Viral dsRNA Signaling Through TLRs and RLRs Review

October 2007

Viral infections induce a strong innate immune response characterized by the rapid production of type I interferons (IFN α/β) leading to the inhibition of virus replication.

This antiviral response is initiated through the recognition of viral products, such as double-stranded RNA (dsRNA), by two types of pathogen recognition receptors (PRRs): the Toll-like receptors (TLRs) and the RIG-I-like receptors (RLRs).
The TLR family consists of more than 10 members expressed on the cell surface membrane or endosomes. The RLRs is a family of cytoplasmic RNA helicases that includes RIG-I and MDA-5 [1].

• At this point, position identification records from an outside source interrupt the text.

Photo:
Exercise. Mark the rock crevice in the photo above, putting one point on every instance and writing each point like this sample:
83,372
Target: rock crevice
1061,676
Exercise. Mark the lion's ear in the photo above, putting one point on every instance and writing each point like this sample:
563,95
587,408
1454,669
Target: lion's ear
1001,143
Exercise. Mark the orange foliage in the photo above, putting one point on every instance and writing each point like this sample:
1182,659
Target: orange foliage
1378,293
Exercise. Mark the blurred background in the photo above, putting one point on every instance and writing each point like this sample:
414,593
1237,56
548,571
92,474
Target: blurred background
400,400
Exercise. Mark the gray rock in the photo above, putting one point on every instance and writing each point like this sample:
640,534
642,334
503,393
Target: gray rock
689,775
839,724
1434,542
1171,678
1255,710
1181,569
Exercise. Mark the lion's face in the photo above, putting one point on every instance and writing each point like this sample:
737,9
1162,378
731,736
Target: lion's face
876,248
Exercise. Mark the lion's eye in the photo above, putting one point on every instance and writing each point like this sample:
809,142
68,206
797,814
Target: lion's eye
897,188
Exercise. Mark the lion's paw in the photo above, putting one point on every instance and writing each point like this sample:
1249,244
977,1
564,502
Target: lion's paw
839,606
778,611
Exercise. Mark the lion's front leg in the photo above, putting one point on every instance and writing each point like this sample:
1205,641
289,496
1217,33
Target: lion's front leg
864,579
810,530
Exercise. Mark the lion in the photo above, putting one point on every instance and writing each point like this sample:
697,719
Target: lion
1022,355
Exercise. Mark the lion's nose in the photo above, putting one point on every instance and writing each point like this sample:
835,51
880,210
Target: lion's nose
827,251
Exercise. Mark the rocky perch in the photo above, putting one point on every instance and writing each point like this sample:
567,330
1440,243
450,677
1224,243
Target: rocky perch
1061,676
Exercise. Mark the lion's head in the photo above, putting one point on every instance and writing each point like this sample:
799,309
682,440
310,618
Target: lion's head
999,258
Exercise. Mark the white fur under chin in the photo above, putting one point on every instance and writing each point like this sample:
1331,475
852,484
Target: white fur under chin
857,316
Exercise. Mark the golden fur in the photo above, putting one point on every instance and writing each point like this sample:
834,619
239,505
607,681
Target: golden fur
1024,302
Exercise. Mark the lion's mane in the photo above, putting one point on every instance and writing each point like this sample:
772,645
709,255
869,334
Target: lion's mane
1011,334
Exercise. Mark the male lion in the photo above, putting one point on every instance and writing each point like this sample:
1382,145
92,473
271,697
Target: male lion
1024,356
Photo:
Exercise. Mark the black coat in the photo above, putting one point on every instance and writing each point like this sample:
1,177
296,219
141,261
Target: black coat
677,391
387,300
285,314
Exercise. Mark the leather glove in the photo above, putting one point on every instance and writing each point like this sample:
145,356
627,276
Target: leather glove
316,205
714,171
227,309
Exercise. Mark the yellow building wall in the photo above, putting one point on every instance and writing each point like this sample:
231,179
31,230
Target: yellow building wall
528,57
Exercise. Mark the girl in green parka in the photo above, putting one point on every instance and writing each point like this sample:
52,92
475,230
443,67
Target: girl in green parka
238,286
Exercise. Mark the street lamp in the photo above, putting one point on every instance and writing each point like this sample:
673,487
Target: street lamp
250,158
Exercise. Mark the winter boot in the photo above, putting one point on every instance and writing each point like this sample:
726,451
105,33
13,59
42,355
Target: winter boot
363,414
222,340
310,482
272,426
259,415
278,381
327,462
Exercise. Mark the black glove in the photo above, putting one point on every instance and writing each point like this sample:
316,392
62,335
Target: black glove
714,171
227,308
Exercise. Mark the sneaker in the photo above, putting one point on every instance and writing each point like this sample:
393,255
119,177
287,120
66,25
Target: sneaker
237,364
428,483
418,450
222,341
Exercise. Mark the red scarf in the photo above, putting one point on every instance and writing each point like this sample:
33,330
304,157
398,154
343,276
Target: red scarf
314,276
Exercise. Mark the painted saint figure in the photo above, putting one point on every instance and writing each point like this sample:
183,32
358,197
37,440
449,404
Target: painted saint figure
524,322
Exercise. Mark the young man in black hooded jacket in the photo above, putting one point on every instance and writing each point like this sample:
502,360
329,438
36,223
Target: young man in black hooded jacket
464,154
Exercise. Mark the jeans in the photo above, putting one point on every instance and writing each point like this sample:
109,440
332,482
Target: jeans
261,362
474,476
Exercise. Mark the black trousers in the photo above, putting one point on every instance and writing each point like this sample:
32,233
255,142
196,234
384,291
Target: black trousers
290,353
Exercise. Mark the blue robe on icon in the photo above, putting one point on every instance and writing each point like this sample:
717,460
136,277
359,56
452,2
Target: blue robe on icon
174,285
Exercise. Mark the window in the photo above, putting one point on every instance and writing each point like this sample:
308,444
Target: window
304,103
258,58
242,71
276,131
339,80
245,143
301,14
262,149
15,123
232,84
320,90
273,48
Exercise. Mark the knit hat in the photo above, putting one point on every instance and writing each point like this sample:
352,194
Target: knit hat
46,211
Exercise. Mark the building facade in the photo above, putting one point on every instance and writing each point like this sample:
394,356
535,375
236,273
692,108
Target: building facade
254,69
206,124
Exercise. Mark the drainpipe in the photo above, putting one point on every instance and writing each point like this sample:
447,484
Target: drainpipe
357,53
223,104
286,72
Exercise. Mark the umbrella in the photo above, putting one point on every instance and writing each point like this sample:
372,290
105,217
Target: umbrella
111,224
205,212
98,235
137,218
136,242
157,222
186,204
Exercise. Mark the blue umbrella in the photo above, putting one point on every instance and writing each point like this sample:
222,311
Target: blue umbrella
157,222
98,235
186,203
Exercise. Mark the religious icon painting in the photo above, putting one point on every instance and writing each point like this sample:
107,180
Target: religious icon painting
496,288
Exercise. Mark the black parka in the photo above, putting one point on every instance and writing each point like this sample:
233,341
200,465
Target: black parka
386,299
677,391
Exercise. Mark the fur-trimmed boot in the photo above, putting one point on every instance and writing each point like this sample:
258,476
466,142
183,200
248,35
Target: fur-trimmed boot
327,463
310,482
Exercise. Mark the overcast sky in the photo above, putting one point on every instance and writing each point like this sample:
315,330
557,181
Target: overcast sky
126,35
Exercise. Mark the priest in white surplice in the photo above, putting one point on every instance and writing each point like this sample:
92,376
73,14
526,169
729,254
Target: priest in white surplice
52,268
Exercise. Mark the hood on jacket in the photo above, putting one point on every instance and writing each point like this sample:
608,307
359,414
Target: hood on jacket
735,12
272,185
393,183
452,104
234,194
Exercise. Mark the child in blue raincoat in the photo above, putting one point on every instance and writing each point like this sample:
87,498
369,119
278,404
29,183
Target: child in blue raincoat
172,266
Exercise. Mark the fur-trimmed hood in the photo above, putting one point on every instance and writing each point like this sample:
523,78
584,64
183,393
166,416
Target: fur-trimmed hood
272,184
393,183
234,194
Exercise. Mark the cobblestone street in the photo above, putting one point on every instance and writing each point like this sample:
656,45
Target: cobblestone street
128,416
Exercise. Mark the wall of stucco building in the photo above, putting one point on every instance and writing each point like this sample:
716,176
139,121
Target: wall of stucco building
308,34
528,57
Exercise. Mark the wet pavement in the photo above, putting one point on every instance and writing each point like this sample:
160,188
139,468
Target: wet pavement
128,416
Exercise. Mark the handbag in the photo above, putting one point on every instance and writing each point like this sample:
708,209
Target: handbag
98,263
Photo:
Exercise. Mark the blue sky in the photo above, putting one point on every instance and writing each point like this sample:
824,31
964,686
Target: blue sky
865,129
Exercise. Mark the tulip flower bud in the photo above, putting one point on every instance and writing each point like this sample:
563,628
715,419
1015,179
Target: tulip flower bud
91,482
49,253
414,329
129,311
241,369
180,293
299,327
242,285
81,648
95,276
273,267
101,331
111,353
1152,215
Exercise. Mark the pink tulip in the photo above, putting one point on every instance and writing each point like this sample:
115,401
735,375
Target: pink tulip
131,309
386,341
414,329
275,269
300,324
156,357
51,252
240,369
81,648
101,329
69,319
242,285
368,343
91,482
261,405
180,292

Innate immune response to viral infection pathway

Double-stranded RNA, which is synthesized during the replication of many viruses, is recognized by TLR3 and RIG-I/MDA-5 in a cell-type- and pathogen-type-specific manner.
Studies of RIG-I- and MDA-5-deficient mice have revealed that conventional dendritic cells (DCs), macrophages and fibroblasts isolated from these mice have impaired IFN induction after RNA virus infection, while production of IFN is still observed in plasmacytoid DCs (pDCs) [2]. The TLR system is required for pDCs to induce the antiviral response but is dispensable for cDCs, macrophages and fibroblasts. For these cell types, RLRs are critical to sense viruses.

RLRs pathway

RIG-I and MDA-5 contain a DExD/H box RNA helicase and two caspase recruiting domain (CARD)-like domains. The helicase domain interacts with dsRNA, whereas the CARD domains are required to relay the signal. Despite the overall structural similarity between these two sensors, they detect distinct viral species.
RIG-I participates in the recognition of Paramyxoviruses (Newcastle disease virus (NDV), Sendai virus (SeV)), Rhabdoviruses (vesicular stomatitis virus (VSV)), Flaviviruses (hepatitis C (HCV)) and Orthomyxoviruses (Influenza), whereas MDA-5 is essential for the recognition of Picornaviruses (encephalomyocarditis virus (EMCV)) and poly(I:C), a synthetic analog of viral dsRNA[1].
Notably, RIG-I binds specifically to RNA containing 5’-triphosphate such as viral RNA and in vitro transcribed long dsRNA[3]. Mammalian RNA is either capped or contains base modifications suggesting that RIG-I is able to discriminate between self and non-self RNA.

RIG-I/MDA-5 and TLR3 signaling pathways differ

Although they recognize dsRNA, RIG-I/MDA-5 and TLR3 differ in their downstream signaling pathways.
TLR3 recruits the adapter protein TRIF leading to the activation of several transcription factors including IRF3 and NF-κB [4]. IRF3 controls the expression of type I IFNs, while NF-κB regulates the production of inflammatory cytokines.
RIG-I and MDA-5 bind to the CARD containing adaptor protein IPS-1 (also known as MAVS, CARDIF or VISA), which activates IRF3 and IRF7 through TRAF3, NAP1 and TBK1/IKKε [5-7]. IPS-1 interacts also with FADD, a death domain-containing adapter involved in death receptor signaling, and RIP1 which induces the activation of the NF-κB pathway [5-8].

LGP2, a third RLR

A third RLR has been described: laboratory of genetics and physiology 2 (LGP2). LGP2 contains a RNA binding domain but since it lacks the CARD domains acts as a negative feedback regulator of RIG-I and MDA-5.
LGP2 appears to exert this activity at multiple levels by i) competitively sequestering dsRNA, ii) forming a protein complex with IPS-1, and/or iii) binding directly to RIG-I through a repressor domain [9-11].
LGP2 is not the only molecule involved in the negative control of dsRNA-induced IFN production. Various endogenous and viral inhibitors appear to target the RIG-I/MDA-5 pathway.

 

1. Kawai T. & Akira S., 2007. J Biochem. 141:137-145.
2. Kato H., Sato S. et al., 2005. Immunity 23:19-28.
3. Pichlmair A., Schulz O. et al., 2006. Science 314:997-1001.
4. Yamamoto M., Sato S. et al., 2003. Science. 301:640-643.
5. Kawai T., Takahashi K. et al., 2005. Nat Immunol. 6:981-988.
6. Saha SK., Pietras EM. et al., 2006. Embo J. 25:3257-3263.
7. Sasa M., Shingai M. et al., 2006. J Immunol. 177:8676-8683.
8. Takahashi K., Kawai T. et al., 2006. J Immunol. 176:4520-4524
9. Yoneyama M., Kikuchi M. et al., 2005. J Immunol. 175:2851-58
10. Komuro A. & Horvath CM. et al., 2006. J Virol. 80(24): 12332-12342
11. Saito T., Hirai R. et al., 2007. PNAS. 104(2):582-587.